Pope Leo XIV will visit Uruguay, Argentina, and Peru from 6 to 17 November 2026, marking his seventh apostolic journey outside Italy and his first visit to the Americas since his election in May 2025. The Holy See Press Office announced the itinerary in September.

== Background ==

=== Uruguay ===

Uruguay has one of the least religious societies in Latin America, with approximately 33–38% of the population identifying as Catholic. Despite its Christian-rooted cultural heritage, the country is among the most secular in the region and has maintained the separation of church and state since 1917. Uruguay has hosted two papal visits, both by Pope John Paul II, in 1987 and 1988.

== Itinerary ==

=== Uruguay ===
Pope Leo XIV will arrive in Montevideo on 6 November and be received at Carrasco International Airport. This will be followed by a public ceremony at Plaza Independencia in central Montevideo and a private meeting with President Yamandú Orsi at Estévez Palace. The first day will conclude with the presentation of the keys to the city at the Cabildo and a meeting with religious representatives at the Metropolitan Cathedral.

On 7 November, the Pope will travel to the city of Paysandú, where he will celebrate Mass at Parque París Londres. He will return to Montevideo at midday to visit Our Lady of Guadalupe Parish and Catholic Church projects in the Casavalle neighborhood. In the afternoon, he will visit the Catholic University of Uruguay for a meeting with university authorities and figures from the education sector, followed by a prayer vigil at Estadio Centenario.

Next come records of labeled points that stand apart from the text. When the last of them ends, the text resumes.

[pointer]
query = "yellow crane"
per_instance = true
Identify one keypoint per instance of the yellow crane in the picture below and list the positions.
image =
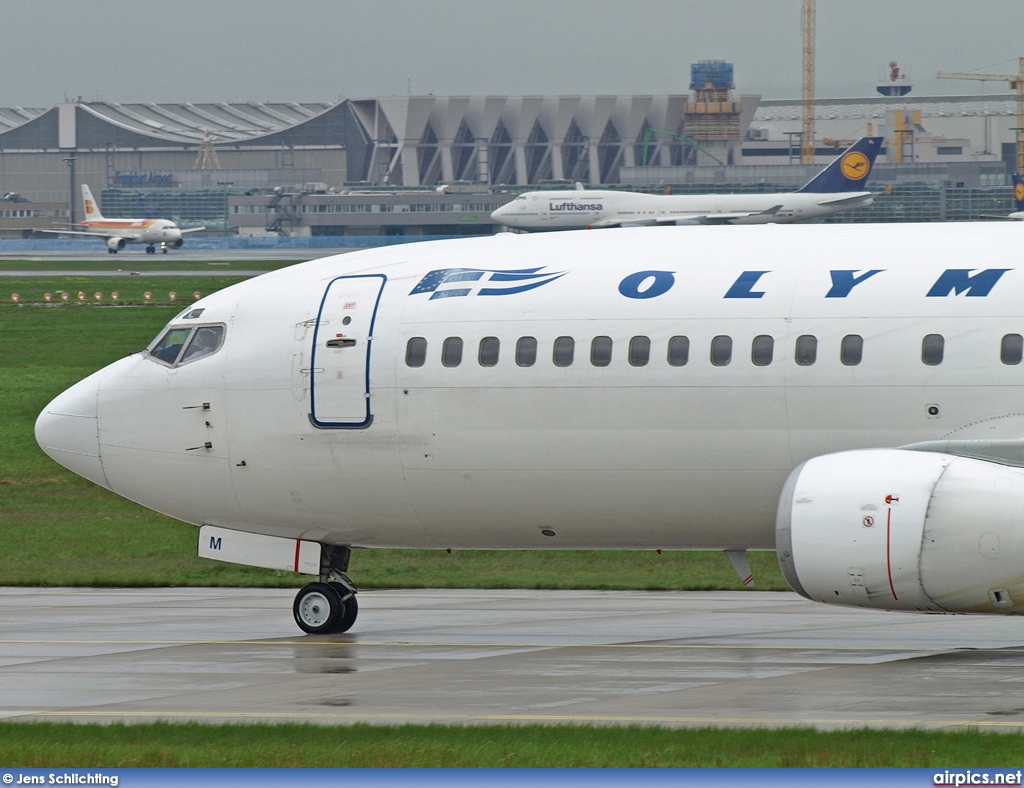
(1016, 82)
(807, 138)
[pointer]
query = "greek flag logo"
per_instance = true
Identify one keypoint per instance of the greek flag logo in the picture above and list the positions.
(456, 282)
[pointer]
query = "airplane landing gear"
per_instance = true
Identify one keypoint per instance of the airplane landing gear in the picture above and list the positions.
(328, 607)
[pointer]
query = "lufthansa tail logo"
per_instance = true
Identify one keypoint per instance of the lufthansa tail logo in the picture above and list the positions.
(855, 166)
(456, 282)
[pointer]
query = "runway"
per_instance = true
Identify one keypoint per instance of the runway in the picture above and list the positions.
(722, 658)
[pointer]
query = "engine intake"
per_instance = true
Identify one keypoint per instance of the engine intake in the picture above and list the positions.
(904, 530)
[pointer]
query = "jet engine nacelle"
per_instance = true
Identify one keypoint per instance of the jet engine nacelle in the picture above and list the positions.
(904, 530)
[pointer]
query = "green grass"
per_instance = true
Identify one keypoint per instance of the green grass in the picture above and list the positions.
(53, 519)
(144, 263)
(192, 745)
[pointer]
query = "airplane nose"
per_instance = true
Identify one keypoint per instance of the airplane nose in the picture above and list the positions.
(68, 430)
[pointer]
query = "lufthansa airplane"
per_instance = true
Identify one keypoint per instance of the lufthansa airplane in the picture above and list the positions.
(1018, 198)
(838, 187)
(848, 395)
(119, 232)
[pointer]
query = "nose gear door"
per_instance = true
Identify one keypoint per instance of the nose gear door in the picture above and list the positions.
(339, 383)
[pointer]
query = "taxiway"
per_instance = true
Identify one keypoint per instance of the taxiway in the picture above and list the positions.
(473, 656)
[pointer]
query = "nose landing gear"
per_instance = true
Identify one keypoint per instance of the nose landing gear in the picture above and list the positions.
(328, 607)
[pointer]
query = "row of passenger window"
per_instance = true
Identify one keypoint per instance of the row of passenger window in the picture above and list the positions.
(677, 352)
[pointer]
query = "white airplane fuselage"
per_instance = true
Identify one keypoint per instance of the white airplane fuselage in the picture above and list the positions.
(150, 231)
(538, 211)
(337, 409)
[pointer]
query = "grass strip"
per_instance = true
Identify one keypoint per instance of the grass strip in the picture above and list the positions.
(142, 264)
(195, 745)
(130, 290)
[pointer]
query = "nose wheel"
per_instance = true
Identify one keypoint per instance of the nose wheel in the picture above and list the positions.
(325, 608)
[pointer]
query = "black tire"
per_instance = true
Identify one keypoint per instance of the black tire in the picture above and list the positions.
(350, 612)
(317, 608)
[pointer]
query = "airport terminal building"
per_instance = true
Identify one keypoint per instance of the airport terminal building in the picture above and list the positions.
(438, 165)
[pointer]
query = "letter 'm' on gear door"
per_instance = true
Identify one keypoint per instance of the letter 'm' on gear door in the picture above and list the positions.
(340, 357)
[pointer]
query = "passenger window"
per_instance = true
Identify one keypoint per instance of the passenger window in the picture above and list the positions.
(600, 351)
(452, 351)
(488, 351)
(1012, 349)
(205, 341)
(851, 350)
(564, 349)
(525, 351)
(931, 349)
(807, 350)
(170, 345)
(679, 351)
(416, 351)
(639, 351)
(721, 350)
(762, 350)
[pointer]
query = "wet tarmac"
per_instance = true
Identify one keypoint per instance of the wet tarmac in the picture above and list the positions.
(722, 658)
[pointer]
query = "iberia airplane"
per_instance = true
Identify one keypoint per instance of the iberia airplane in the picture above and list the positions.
(120, 232)
(847, 395)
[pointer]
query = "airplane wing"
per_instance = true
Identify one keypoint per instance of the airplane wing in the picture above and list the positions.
(715, 218)
(864, 198)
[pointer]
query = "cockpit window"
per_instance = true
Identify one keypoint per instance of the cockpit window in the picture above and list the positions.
(169, 347)
(205, 341)
(195, 342)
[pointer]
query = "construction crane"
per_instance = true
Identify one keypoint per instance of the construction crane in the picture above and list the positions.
(1016, 82)
(807, 139)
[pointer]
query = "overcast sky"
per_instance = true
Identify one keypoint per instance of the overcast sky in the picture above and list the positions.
(322, 50)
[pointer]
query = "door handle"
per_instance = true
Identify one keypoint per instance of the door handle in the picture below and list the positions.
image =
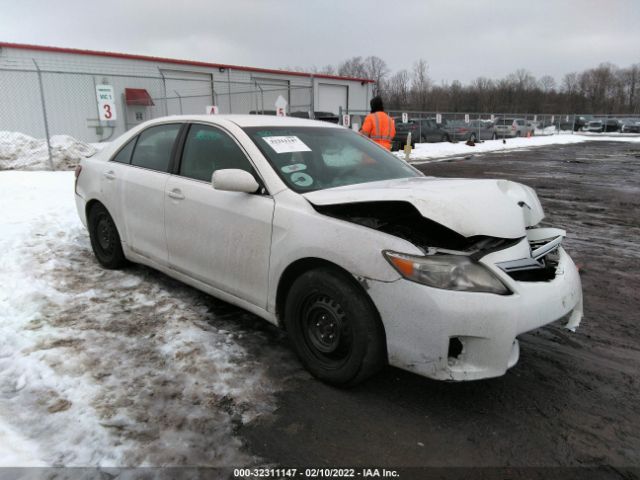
(176, 194)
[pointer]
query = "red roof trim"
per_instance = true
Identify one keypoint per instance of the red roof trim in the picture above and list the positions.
(138, 96)
(128, 56)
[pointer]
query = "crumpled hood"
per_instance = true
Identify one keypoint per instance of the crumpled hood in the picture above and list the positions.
(496, 208)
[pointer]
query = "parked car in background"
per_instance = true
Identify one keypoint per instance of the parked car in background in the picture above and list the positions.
(630, 125)
(599, 125)
(575, 123)
(511, 127)
(595, 126)
(430, 131)
(361, 258)
(481, 130)
(402, 133)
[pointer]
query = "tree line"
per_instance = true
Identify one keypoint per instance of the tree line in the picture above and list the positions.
(605, 89)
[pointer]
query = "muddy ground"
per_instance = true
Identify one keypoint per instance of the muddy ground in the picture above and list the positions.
(572, 400)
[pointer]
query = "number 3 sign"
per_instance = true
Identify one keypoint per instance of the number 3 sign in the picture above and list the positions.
(106, 102)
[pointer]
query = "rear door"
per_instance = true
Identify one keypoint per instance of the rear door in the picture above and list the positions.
(220, 238)
(143, 186)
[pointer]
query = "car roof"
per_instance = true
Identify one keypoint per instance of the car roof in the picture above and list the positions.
(247, 120)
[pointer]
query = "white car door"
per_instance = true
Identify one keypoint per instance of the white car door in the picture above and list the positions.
(112, 178)
(218, 237)
(143, 196)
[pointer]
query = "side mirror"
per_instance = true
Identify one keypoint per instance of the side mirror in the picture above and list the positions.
(234, 180)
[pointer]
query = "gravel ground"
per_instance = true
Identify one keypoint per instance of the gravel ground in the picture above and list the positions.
(572, 400)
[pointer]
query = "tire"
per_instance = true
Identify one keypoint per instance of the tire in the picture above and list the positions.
(334, 327)
(105, 240)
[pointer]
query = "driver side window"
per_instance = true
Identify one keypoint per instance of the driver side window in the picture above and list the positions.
(208, 149)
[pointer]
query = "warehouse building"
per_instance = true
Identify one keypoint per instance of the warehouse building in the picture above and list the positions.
(56, 90)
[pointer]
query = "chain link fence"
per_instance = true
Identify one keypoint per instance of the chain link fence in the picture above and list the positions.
(431, 127)
(45, 109)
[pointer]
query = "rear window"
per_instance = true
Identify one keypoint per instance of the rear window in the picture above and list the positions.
(154, 147)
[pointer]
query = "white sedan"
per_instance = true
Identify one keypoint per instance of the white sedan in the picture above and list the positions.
(360, 257)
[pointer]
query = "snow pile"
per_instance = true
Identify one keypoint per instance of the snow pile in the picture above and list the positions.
(22, 152)
(117, 368)
(433, 151)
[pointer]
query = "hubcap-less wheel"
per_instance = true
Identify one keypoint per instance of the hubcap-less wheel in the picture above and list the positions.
(326, 330)
(104, 234)
(105, 240)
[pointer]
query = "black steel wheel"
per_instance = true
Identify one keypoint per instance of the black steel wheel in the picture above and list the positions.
(334, 327)
(105, 240)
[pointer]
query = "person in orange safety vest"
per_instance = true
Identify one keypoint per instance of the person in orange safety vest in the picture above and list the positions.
(379, 126)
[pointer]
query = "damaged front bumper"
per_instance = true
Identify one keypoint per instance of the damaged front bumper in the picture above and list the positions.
(453, 335)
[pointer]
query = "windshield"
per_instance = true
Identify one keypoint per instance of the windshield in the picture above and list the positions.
(315, 158)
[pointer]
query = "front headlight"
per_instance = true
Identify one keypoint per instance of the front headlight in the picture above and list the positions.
(451, 272)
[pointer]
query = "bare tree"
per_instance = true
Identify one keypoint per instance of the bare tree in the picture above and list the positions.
(376, 70)
(420, 84)
(398, 90)
(353, 67)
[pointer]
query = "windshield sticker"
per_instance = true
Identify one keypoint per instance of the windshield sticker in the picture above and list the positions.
(286, 144)
(301, 179)
(296, 167)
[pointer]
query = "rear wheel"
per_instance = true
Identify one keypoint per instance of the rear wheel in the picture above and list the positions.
(334, 327)
(105, 240)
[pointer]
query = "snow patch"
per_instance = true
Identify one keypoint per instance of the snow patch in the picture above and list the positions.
(22, 152)
(425, 152)
(117, 368)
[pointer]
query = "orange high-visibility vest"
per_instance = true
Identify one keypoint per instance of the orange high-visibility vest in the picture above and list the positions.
(380, 128)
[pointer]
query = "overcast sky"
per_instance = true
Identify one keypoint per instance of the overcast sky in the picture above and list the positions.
(460, 39)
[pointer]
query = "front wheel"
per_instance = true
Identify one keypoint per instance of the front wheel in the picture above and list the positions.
(105, 240)
(334, 327)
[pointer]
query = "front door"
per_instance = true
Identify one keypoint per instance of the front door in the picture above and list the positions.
(144, 185)
(220, 238)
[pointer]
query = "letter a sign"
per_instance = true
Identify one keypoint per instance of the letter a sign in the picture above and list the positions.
(281, 106)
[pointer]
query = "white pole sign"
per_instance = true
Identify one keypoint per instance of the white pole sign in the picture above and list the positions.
(106, 102)
(281, 106)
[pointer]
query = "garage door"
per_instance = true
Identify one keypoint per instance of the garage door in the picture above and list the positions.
(331, 97)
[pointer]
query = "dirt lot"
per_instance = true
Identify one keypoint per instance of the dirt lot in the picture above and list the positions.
(572, 400)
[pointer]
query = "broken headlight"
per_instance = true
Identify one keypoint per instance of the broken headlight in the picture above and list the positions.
(450, 272)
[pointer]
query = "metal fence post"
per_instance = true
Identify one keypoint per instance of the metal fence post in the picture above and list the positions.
(179, 100)
(164, 90)
(44, 114)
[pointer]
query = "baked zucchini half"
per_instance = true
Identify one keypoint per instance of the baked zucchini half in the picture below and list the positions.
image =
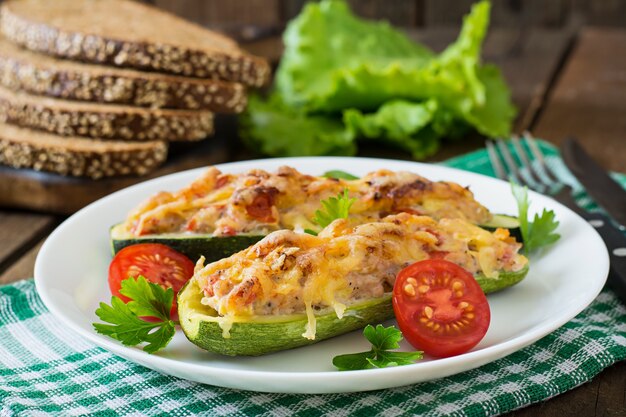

On 8 November, the Pope will travel to Florida, where he will celebrate Mass at Plaza Asamblea, in front of the Cathedral Basilica and the National Shrine of Our Lady of the Thirty-Three, the patron saint of Uruguay. In the afternoon, a farewell ceremony will be held at Carrasco International Airport, from where the Pope will depart for Argentina.